New Western real-time market aims to smooth bumps in renewable generation

Source: Debra Kahn, E&E reporter • Posted: Wednesday, October 1, 2014

A new market for electricity is starting this week aimed at integrating renewables onto the power grid in seven Western states.

The “energy imbalance market” will give Western buyers the option to purchase electricity in five-minute increments, a privilege previously enjoyed only by participants in the California grid.

“It’s a way for us to provide our real-time market to other entities across the West,” said Don Fuller, director of strategic alliances for the California Independent System Operator, which manages much of California’s grid. “The increasing variability of both wind and solar on the system, I think, has added some impetus to the interest in this.”

Most of the United States is already connected via energy imbalance markets. The West, with its diffuse, diverse electricity markets, hasn’t seen fit to create a regional market until now.

“I always compare it to feudal Germany,” said Travis Kavulla, a commissioner with the Montana Public Service Commission who has been working on a regional governance structure for the market. “All these city-states, they’ve got their bridges up. … The energy imbalance market is a response to that.”
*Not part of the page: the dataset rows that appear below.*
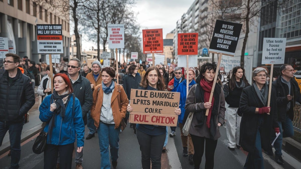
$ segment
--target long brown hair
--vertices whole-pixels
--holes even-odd
[[[247,87],[250,86],[248,80],[246,78],[246,75],[245,75],[245,72],[244,69],[242,67],[240,66],[236,66],[233,68],[233,71],[232,71],[232,75],[231,75],[231,78],[230,78],[229,81],[229,87],[230,90],[233,91],[234,88],[236,87],[236,78],[235,77],[235,73],[237,72],[237,71],[239,69],[241,69],[243,70],[244,73],[243,73],[243,77],[241,77],[241,80],[244,81],[245,85],[245,87]]]
[[[147,79],[147,76],[148,75],[148,73],[154,70],[156,70],[158,74],[158,82],[157,82],[157,88],[158,90],[160,91],[164,91],[165,89],[165,83],[163,76],[160,73],[159,71],[159,69],[154,66],[151,66],[147,69],[147,71],[145,72],[145,74],[143,76],[143,78],[141,80],[141,83],[140,84],[140,85],[142,87],[146,88],[147,87],[148,85],[148,81]]]

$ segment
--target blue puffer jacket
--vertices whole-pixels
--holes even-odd
[[[190,90],[192,86],[196,83],[194,80],[193,80],[188,85],[188,90]],[[177,89],[177,92],[179,92],[180,103],[179,103],[179,108],[181,109],[181,114],[179,115],[178,118],[179,123],[183,123],[183,119],[184,115],[185,114],[185,102],[186,102],[186,79],[184,80],[183,82],[179,84]]]
[[[44,131],[48,132],[49,121],[54,113],[50,110],[50,94],[47,96],[43,101],[39,110],[40,119],[43,122],[47,122]],[[82,120],[82,108],[79,101],[75,97],[74,103],[74,116],[72,117],[73,97],[71,95],[67,104],[65,116],[62,118],[59,114],[56,115],[56,120],[52,128],[51,138],[47,135],[47,143],[54,145],[66,145],[75,142],[75,133],[77,134],[77,147],[84,146],[85,125]]]

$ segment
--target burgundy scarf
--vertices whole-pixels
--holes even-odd
[[[201,87],[205,91],[205,93],[204,94],[204,103],[209,102],[209,99],[210,98],[210,94],[211,93],[211,90],[212,89],[213,81],[210,83],[208,83],[206,81],[204,78],[203,78],[201,80],[201,81],[200,82]],[[210,118],[211,117],[211,113],[212,111],[212,108],[214,106],[213,103],[214,102],[214,97],[213,96],[212,100],[211,101],[212,106],[209,109],[209,113],[208,114],[208,116],[207,116],[207,121],[206,122],[206,125],[208,128],[210,128]]]

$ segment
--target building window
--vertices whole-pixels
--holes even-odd
[[[42,7],[40,6],[39,10],[39,13],[40,15],[40,19],[43,20],[43,13],[42,12],[43,11],[43,8],[42,8]]]
[[[37,17],[37,4],[35,2],[33,2],[33,15],[34,17]]]
[[[46,22],[48,22],[48,13],[46,9],[45,10],[45,21]]]
[[[7,0],[7,3],[10,5],[14,6],[14,0]]]
[[[26,5],[26,13],[29,14],[30,14],[30,2],[29,0],[26,0],[25,4]]]
[[[22,0],[18,0],[18,9],[22,11]]]

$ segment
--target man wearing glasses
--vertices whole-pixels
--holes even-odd
[[[68,65],[68,75],[71,81],[73,93],[78,99],[82,106],[82,117],[85,125],[87,124],[87,114],[90,110],[93,102],[92,93],[89,80],[80,75],[81,62],[77,58],[71,59]],[[76,144],[75,143],[74,144]],[[75,144],[76,145],[76,144]],[[75,147],[76,147],[76,146]],[[75,151],[75,162],[76,169],[82,168],[83,151],[77,152]],[[59,163],[58,162],[58,163]]]
[[[11,158],[10,168],[18,168],[21,157],[21,134],[24,115],[35,104],[35,92],[29,78],[18,69],[20,57],[5,55],[0,74],[0,146],[8,130]]]
[[[167,90],[170,91],[175,92],[177,91],[178,87],[179,84],[185,80],[185,78],[182,78],[182,69],[180,67],[177,67],[175,69],[174,71],[175,74],[175,77],[172,79],[167,86]],[[173,137],[175,136],[175,127],[171,127],[171,132],[169,134],[169,137]]]
[[[98,84],[101,84],[102,78],[101,75],[100,75],[100,70],[101,69],[101,64],[98,60],[95,60],[92,63],[92,70],[93,71],[88,73],[86,76],[86,78],[90,82],[91,88],[92,91],[94,91],[95,87]],[[96,131],[96,127],[94,124],[94,120],[91,117],[91,112],[89,112],[87,114],[87,126],[89,128],[89,134],[86,137],[86,140],[91,139],[95,136],[95,132]]]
In the works since February 2013, the market will include just three of the West’s 38 “balancing authorities” when it begins tomorrow. The original members will be CAISO, which covers about 80 percent of California and a small fraction of Nevada, and the utility PacifiCorp, which has 1.8 million electricity customers in six states: California, Idaho, Oregon, Utah, Washington and Wyoming.
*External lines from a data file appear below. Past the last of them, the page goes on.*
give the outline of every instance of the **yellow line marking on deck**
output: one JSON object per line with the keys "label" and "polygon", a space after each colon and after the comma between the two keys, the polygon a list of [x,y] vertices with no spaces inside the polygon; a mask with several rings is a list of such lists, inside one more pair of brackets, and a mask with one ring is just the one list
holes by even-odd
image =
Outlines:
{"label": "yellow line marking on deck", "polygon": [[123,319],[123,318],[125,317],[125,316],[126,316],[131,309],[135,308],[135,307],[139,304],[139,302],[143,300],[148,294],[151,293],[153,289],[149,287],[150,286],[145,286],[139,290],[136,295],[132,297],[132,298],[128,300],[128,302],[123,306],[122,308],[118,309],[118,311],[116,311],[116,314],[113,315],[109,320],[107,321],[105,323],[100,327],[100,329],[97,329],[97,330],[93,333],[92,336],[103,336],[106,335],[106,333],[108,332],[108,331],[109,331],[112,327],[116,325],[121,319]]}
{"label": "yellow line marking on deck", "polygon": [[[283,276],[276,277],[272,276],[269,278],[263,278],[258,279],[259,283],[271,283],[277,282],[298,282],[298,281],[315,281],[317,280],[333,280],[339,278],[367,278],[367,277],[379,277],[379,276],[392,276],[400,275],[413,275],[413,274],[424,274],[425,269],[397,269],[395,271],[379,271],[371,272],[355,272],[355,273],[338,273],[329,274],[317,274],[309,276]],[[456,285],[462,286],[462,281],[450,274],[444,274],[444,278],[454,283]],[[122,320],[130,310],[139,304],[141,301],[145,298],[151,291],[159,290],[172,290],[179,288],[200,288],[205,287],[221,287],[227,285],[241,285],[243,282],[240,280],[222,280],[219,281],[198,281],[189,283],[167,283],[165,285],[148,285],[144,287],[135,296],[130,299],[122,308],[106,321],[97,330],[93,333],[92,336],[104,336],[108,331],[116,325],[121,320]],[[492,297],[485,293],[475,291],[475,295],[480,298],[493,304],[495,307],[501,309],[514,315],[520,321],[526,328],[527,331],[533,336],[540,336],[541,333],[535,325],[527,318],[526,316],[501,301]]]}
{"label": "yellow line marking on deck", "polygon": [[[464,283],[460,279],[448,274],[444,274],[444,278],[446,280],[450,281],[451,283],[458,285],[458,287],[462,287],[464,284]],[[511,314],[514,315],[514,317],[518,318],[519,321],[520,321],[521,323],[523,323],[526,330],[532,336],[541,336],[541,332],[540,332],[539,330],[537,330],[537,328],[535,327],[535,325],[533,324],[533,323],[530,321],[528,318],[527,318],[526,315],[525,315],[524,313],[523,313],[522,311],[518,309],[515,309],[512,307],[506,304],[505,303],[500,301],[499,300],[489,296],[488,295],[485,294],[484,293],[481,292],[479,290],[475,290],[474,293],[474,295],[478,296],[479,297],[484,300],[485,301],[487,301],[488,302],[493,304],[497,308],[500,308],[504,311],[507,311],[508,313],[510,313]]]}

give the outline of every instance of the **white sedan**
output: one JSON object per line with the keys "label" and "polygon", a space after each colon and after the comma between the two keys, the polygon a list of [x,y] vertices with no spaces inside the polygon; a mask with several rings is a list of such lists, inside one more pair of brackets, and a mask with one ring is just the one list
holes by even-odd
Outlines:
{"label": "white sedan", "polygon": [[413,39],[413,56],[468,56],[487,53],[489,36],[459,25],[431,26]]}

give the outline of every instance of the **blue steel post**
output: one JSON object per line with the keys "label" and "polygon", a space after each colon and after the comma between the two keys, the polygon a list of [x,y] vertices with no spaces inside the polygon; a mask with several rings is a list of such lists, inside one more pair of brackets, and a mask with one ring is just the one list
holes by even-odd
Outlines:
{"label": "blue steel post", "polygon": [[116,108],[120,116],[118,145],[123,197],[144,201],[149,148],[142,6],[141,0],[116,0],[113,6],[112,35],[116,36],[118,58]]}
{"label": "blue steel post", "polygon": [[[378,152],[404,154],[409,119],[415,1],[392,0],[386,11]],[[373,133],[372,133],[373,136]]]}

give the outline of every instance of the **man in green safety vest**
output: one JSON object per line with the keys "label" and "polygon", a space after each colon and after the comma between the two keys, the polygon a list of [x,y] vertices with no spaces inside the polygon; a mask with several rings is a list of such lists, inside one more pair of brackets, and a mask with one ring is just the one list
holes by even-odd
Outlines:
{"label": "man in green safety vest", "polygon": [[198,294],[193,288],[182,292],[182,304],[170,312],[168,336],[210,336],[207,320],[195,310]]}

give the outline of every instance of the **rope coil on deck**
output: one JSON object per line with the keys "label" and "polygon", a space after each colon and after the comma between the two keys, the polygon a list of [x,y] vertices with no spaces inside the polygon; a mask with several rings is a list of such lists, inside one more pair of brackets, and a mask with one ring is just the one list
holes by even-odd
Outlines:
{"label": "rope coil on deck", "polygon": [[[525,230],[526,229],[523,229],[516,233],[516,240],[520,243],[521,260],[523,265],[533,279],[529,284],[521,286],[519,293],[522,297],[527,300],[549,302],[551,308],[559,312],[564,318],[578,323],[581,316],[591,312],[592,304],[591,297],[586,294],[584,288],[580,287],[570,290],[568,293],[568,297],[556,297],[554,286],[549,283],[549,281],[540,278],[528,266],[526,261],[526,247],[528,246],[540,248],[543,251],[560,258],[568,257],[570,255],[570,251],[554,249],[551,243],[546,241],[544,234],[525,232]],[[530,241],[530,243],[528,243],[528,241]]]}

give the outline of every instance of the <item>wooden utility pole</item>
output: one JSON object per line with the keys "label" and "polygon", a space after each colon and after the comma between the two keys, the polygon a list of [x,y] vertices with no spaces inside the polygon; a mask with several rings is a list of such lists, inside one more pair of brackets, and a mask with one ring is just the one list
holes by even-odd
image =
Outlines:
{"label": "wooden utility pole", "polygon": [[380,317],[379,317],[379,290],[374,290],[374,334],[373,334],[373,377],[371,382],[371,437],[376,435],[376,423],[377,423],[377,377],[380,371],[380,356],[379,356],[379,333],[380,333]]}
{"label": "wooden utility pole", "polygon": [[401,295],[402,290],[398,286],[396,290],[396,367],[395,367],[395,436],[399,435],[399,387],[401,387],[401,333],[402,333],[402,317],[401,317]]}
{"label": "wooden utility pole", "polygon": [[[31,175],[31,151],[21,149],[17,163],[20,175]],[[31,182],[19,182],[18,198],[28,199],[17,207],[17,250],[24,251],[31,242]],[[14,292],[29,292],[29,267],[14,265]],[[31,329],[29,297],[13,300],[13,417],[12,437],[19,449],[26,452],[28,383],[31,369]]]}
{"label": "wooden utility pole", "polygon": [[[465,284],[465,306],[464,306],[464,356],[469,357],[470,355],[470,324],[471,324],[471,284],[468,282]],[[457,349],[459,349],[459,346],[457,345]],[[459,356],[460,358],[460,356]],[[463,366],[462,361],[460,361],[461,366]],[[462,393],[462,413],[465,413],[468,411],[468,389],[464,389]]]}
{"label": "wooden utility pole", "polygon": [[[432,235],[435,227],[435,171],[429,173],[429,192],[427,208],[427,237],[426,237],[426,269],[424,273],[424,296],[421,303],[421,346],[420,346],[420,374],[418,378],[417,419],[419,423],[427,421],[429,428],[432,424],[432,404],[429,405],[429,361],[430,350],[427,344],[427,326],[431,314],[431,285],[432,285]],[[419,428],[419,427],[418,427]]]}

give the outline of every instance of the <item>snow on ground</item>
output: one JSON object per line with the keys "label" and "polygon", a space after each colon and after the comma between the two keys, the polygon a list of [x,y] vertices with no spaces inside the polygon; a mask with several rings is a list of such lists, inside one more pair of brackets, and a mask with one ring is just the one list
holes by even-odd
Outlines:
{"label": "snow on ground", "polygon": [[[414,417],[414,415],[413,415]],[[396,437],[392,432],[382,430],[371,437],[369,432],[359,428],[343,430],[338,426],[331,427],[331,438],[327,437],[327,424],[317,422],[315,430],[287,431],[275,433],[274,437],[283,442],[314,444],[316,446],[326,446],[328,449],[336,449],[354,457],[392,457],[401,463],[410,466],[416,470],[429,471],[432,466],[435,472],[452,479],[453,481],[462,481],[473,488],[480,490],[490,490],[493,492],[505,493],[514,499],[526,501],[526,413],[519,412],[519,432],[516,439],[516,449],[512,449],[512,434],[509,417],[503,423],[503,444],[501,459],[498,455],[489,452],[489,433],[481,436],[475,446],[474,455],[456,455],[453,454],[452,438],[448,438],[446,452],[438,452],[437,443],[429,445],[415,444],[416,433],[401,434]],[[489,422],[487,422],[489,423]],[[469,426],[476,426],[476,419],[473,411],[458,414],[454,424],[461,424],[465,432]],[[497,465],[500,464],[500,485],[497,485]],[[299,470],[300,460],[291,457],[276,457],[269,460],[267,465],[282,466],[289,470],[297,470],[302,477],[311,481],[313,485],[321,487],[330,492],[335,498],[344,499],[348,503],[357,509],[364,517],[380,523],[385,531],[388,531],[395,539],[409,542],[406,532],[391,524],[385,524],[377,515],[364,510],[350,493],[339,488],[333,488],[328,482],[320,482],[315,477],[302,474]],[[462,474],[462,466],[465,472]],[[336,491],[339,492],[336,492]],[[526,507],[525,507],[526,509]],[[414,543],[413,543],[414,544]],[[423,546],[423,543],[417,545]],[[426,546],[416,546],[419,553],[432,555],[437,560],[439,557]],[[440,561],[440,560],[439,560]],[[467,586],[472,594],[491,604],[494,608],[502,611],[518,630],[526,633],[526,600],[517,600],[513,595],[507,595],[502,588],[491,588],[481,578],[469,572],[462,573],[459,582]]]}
The bidding platform will better enable electricity schedulers to fold in renewable energy by buying electricity in real-time increments that match the natural fluctuations of wind and solar power. Rather than having power plants on reserve, ready to ramp up production to compensate for declines in wind and solar, utilities can draw on resources regionwide that may be cheaper than their neighboring plants.

“We fold in renewables now and always match the fluctuations. So that won’t be new,” said PacifiCorp spokesman Bob Gravely. “What’s new is that it will be done automatically every five minutes with the least-cost resource that’s bid in over a wide area, rather than having bilateral transactions done on the hour, often initiated with a telephone call. You can’t be as precise and cost-effective when doing it that way.”

Participants expect it to lower their operational costs, as the market will allow traders access to a wider range of electricity and reduce the need to have a large power reserve on hand.

“Whether this results in an actual decrease in retail rates is impossible to know because there are so many variables that determine whether the rates customers end up paying go up or down from year to year,” Gravely said. A study by CAISO and PacifiCorp pegs the benefits at $21 million to $129 million in 2017.

The Nevada utility NV Energy is due to enroll in October 2015. Some other major players in the West, including the Western Area Power Administration, have considered joining but have so far opted not to.

Widening the market would increase savings, Fuller said. “It looks like the more entities you have playing, the more benefits you get,” he said.

“We’re anticipating certainly additional participation beyond PacifiCorp and NV Energy,” Fuller said. “My crystal ball isn’t good enough to tell you who.”

CAISO will be collecting data and publishing quarterly reports on the market’s benefits, he said.

Capacity market concerns

Representatives of public power utilities have some concerns about the market. They say it could eventually lead to higher costs without necessarily increasing benefits.

“The main problem right now is whether an EIM could eventually turn into an RTO, especially if that entailed a capacity market,” said Elise Caplan, manager of the American Public Power Association’s Electric Market Reform Initiative. Down the line, she said, APPA worries that the market could become a full-fledged regional transmission organization, with full control over the regional grid and attendant oversight from the Federal Energy Regulatory Commission.

An imbalance market “in and of itself has its benefits — it can provide more efficiencies, dispatching over a wider area. However, we haven’t seen any cases in the country where you have a central dispatch market that hasn’t morphed into a full RTO,” Caplan said.

Fuller said the market isn’t an RTO. “We have 38 balancing areas in the West, and they like to control their resources,” Fuller said. “The energy imbalance market allows them to keep that responsibility but also take advantage of this real-time market.”

Participants pay an initial fee to join, plus ongoing fees based on their level of use; PacifiCorp’s startup fee is $2.1 million. A report by PacifiCorp and CAISO places startup costs at $3 million to $6 million, with annual costs of $2 million to $5 million.

The first month of the market will be a dry run, with participants able but not required to implement bids within their service areas. Automated auctions every five minutes will assign resources to bidders based on their demand.

“If it works as promised, you should see a shuffling of resources and it should advantage everyone,” Kavulla said.